I was about to rewrite the whole thing using only UPDATE/INSERT/DELETE statements, but then my colleague found a way to make the merge statement work. Woo hoo.
And then just yesterday, I had another problem with a MERGE statement. Some of the facts:
- The source query was a CTE and produced about 4000 rows max. That CTE when run on its own never took more than 3 seconds in either on test or production databases.
- The MERGE’s search condition – the ON [merge_search_condition] clause – used columns that matched a unique non-clustered index. Microsoft recommends a clustered index here, but what can you do?
- Testing with a target table of several thousand rows went just fine (in hindsight, a test db with millions of rows would have saved me).
But testing is testing and production is production. The optimizer crossed a threshold somewhere and said “Whelp, that’s it. I guess a non-clustered index isn’t going to cut it here any more. Let’s scan the whole thing.” Now most of the time the optimizer comes up with a really good plan. But in this case, it just didn’t.

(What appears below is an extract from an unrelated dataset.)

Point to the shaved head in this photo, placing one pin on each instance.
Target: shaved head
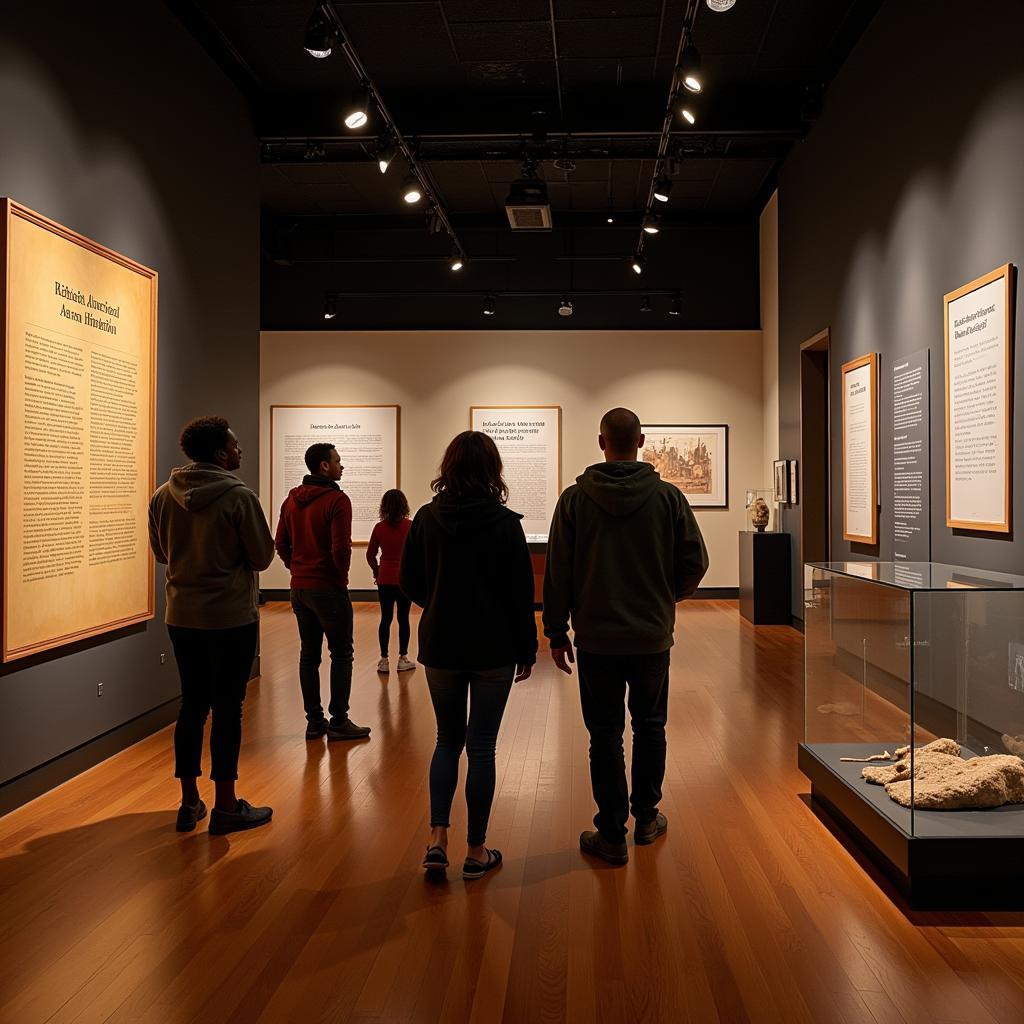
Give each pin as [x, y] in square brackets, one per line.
[621, 432]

I plan to rewrite the query as separate INSERT and UPDATE statements and early tests are promising.
Where Do We Go Now
Well, as a veteran problem-avoider, I now feel distrustful and wary of the MERGE statement. And maybe I don’t mind the multiple INSERT/UPDATE statements so much any more. If my MERGE statement takes one second to run and my INSERT/UPDATE statements takes two, then maybe two seconds is acceptable when the alternative takes so much extra effort to properly test. What do you think?